Supplier data now has financial value

CBAM compliance depends on data from the supply chain. Importers need reliable information on the emissions embedded in their goods and, where relevant, evidence of carbon prices paid in the country of origin.

That creates a new commercial divide between suppliers.

A supplier that can provide credible, product-level emissions data may be easier to finance and more attractive to EU buyers. A supplier that cannot produce reliable information may create a higher compliance burden, a higher estimated carbon cost or an unacceptable risk of reporting errors.

Importers should therefore include CBAM data requirements in supplier onboarding, contracts and purchase orders. They should also consider whether contracts allow price adjustments where emissions data or carbon costs change materially.

This is not only an ESG issue. It is a credit issue. Lenders and trade-finance providers will increasingly want to understand the compliance position, supplier quality and cost assumptions behind an import programme.

KYT matters as much as KYC

Know Your Customer checks confirm who a counterparty is. Know Your Transaction, or KYT, tests whether the underlying deal is commercially and operationally credible.

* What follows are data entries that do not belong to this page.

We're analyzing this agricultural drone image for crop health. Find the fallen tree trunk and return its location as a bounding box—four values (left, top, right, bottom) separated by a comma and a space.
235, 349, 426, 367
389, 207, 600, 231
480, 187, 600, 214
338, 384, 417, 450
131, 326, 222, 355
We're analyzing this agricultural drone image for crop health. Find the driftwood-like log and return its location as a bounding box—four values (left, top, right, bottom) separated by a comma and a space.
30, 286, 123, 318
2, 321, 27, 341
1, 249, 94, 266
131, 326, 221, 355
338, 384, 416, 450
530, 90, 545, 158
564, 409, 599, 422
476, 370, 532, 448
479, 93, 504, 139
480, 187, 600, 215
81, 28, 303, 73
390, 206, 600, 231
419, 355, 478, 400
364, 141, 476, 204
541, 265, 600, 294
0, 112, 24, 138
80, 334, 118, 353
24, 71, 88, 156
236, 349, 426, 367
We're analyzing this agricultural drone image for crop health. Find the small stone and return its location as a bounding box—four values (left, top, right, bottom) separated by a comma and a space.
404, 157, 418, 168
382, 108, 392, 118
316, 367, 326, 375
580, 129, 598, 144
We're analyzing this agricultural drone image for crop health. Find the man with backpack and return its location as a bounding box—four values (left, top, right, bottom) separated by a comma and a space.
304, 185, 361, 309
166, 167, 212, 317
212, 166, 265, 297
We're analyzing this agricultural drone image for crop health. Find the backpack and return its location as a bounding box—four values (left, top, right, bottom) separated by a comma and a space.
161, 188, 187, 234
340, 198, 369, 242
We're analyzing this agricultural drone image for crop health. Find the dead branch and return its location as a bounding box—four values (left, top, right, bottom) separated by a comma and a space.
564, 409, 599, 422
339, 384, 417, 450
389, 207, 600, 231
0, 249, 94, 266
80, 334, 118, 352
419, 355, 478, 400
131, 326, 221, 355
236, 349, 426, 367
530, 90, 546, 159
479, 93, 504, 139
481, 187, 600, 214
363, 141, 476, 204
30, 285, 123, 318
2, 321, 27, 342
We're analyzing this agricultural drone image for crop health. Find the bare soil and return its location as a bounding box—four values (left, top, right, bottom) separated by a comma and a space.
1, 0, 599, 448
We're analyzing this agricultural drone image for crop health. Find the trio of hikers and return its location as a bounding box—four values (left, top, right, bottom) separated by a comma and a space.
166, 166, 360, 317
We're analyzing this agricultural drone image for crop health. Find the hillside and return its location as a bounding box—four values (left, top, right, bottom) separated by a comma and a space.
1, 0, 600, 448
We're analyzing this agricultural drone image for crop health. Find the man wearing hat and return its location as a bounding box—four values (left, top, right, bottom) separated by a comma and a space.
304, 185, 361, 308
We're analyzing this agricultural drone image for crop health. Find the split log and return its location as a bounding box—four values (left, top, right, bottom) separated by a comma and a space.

For CBAM-affected imports, KYT should cover more than the usual purchase contract and invoice. It should assess the product classification, country of origin, supplier role, emissions-data source, shipping route, payment terms and expected buyer proceeds.

The objective is to identify problems before capital is committed. For example, a low purchase price may appear attractive until the importer discovers that the supplier cannot substantiate emissions data, the origin documentation is weak, or the expected CBAM cost has not been reflected in the margin.

Financely provides KYT in trade finance to help assess whether the transaction, documentation and financial structure are aligned before funding is arranged.

A commercial opportunity for prepared importers

CBAM will create pressure for some importers, but it can also create an advantage for prepared businesses.

Importers that understand their emissions exposure, secure supplier data early and build CBAM costs into their working-capital model can negotiate from a stronger position. They can make more informed procurement decisions, avoid surprise costs and present a more bankable case to financiers.

The best time to address the funding requirement is before a working-capital shortage limits purchasing capacity or forces a company to turn down profitable orders.

Financely helps importers structure commodity trade-finance, working-capital facilities and transaction-readiness processes around real procurement cycles. CBAM is becoming part of the cost of doing business in covered sectors. The companies that finance for it early will be better placed to protect margins and keep trading.